The Court notes that the federal antidiscrimination statutes utilize the term “sex” when describing the covered classifications for prohibited discriminatory acts. See, e.g., 42 U.S.C. § 2000e-2(a). The Court prefers to use the more inclusive and descriptive term “gender,” as the law has developed to encompass more than mere biological expressions of sex characteristics and includes the full range of gender-based discriminatory acts. Cf. Bostock v. Clayton Cnty.., 590 U.S. 644, 654-60 (2020).

Such claims are alternately described as disparate treatment claims. See, e.g., Coghlan, 413 F.3d at 1094.

At the summary judgment stage, the Court must “zealously guard[] an employee's right to a full trial, since discrimination claims are frequently difficult to prove without a full airing of the evidence and an opportunity to evaluate the credibility of the witnesses.” McGinest, 360 F.3d at 1112.

2. Prima Facie Case

To establish a prima facie case, a plaintiff can present evidence which directly shows discriminatory animus or may invoke the elements of a prima facie case outlined in McDonnell Douglas from which a presumption of discriminatory intent arises. See McGinest, 360 F.3d at 1122 (noting the common confusion regarding the distinction between direct and circumstantial evidence in the McDonnell Douglas context); see also Schnidrig v. Columbia Mach., Inc., 80 F.3d 1406, 1409 (9th Cir. 1996); Hittle, 101 F.4th at 1012.

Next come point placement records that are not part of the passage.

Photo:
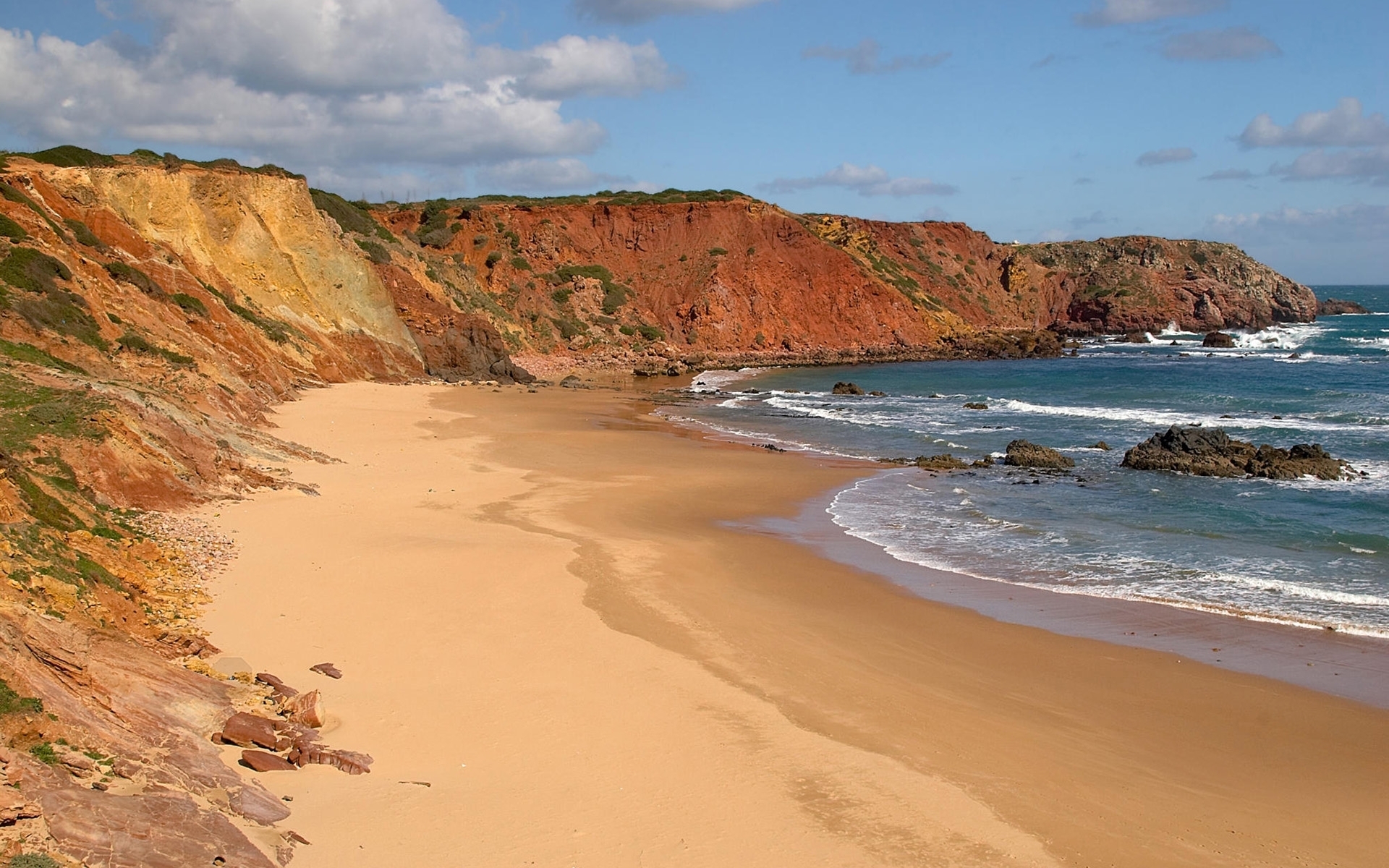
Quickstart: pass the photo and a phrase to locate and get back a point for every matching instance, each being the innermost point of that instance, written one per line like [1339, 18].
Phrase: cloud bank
[335, 84]
[865, 59]
[1109, 13]
[866, 181]
[1230, 43]
[632, 12]
[1164, 156]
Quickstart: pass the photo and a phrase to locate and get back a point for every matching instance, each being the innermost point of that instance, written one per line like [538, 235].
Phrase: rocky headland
[1210, 451]
[153, 309]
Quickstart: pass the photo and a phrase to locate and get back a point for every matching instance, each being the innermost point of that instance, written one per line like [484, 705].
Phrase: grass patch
[129, 274]
[43, 753]
[137, 344]
[84, 234]
[375, 252]
[12, 229]
[71, 156]
[190, 303]
[13, 703]
[28, 412]
[350, 216]
[33, 354]
[277, 331]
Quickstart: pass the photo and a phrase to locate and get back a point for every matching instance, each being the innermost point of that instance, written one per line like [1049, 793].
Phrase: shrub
[12, 229]
[137, 278]
[71, 156]
[84, 234]
[45, 753]
[190, 303]
[27, 268]
[33, 354]
[12, 702]
[137, 344]
[350, 216]
[375, 252]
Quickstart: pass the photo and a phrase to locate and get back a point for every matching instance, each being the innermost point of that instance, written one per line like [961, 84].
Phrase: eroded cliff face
[150, 312]
[727, 279]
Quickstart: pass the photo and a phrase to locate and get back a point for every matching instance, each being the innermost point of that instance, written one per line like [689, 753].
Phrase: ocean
[1307, 553]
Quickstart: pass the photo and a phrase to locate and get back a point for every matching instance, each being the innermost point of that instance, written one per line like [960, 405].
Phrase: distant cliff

a. Race/National Origin Discrimination

TEA argues that Ms. Zhang cannot establish a prima facie case of race/national origin discrimination as a matter of law. Dkt. No. 52 at 18-22. Ms. Zhang does not affirmatively cross- move for summary judgment on this claim. Instead, Ms. Zhang argues in opposition that disputes of fact prohibit TEA's summary judgment motion. Dkt. No. 61 at 23-25.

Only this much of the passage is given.